Hi, I've just started to learn Rstudio and coding and I'm having some trouble with a few things. I'm trying to merge 20+ files into one data frame and add a column for subject number/ID which correspond to rows from each datafile.
e.g. all the data rows from file #1 would be labelled "1" in the subject column, etc.
All of the original data files already has a column labelled "subject". However, this column is blank (our experiment didn't output a subject number, but created a column called subject anyways), so there aren't any subject names in any of the original data files.
I tried implementing solutions from this thread, but I received an error that says "Error: file must be a string, raw vector or a connection."
I already read and merged all the data files using purrr:
Hi, thanks for the quick response.
I tried running the code, but I received this error:
Error: group_indices.default() should only be called in a data context
I'm unable to reproduce your error. Can you please only run list.files(path = "data", full.names = T) and tell me what is the output you see in the console?
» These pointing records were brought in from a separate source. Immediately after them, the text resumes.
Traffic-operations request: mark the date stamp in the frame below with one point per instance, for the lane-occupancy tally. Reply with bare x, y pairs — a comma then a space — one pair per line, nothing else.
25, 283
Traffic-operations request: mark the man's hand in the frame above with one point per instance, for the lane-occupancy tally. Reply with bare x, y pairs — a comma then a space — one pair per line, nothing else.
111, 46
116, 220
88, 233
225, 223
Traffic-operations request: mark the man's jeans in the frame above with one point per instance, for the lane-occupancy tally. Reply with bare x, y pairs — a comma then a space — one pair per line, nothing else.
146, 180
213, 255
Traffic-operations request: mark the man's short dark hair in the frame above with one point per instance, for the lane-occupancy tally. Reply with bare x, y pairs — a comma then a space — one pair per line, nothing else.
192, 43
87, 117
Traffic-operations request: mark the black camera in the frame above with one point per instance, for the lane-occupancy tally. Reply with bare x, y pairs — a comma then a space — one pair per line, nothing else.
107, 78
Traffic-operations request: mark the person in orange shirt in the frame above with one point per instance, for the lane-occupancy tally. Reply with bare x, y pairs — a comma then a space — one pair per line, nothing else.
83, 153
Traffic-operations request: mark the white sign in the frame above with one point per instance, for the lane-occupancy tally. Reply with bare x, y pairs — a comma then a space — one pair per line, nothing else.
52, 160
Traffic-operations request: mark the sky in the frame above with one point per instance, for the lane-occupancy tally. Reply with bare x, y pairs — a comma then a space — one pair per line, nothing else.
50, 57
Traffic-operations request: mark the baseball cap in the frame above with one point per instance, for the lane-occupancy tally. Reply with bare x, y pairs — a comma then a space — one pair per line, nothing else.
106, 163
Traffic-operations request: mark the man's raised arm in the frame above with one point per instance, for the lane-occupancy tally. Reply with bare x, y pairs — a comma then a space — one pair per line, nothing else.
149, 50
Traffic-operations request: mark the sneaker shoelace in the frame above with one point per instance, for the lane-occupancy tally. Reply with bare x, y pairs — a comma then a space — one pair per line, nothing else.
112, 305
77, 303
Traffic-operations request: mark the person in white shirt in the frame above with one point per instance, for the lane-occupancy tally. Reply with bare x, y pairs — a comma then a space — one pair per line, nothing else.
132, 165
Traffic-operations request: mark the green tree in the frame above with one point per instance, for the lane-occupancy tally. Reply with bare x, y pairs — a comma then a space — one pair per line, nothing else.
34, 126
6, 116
For reading text files, you should generally use read_delim(), not read_csv(). Do you get a single data frame as output after running the map_dfr(...) statement?
Ah okay!
I ran up to the map_dfr() and I received a single data frame output which includes the new column! It's called "file_name" and provides the name of the the file "1, 2, etc" (which are numbered anyways).
Thank you!
Okay cool. I didn't know what your files were named, so the group_indices() would help if your files didn't contain a sequence number. Strange that the rest of the code doesn't work for you though.
Are you sure that the new column is called "file_name"? It should be "file_path" if you used the code I gave. I'd advise you to create a reprex so that we can see exactly what's happening by following this guide.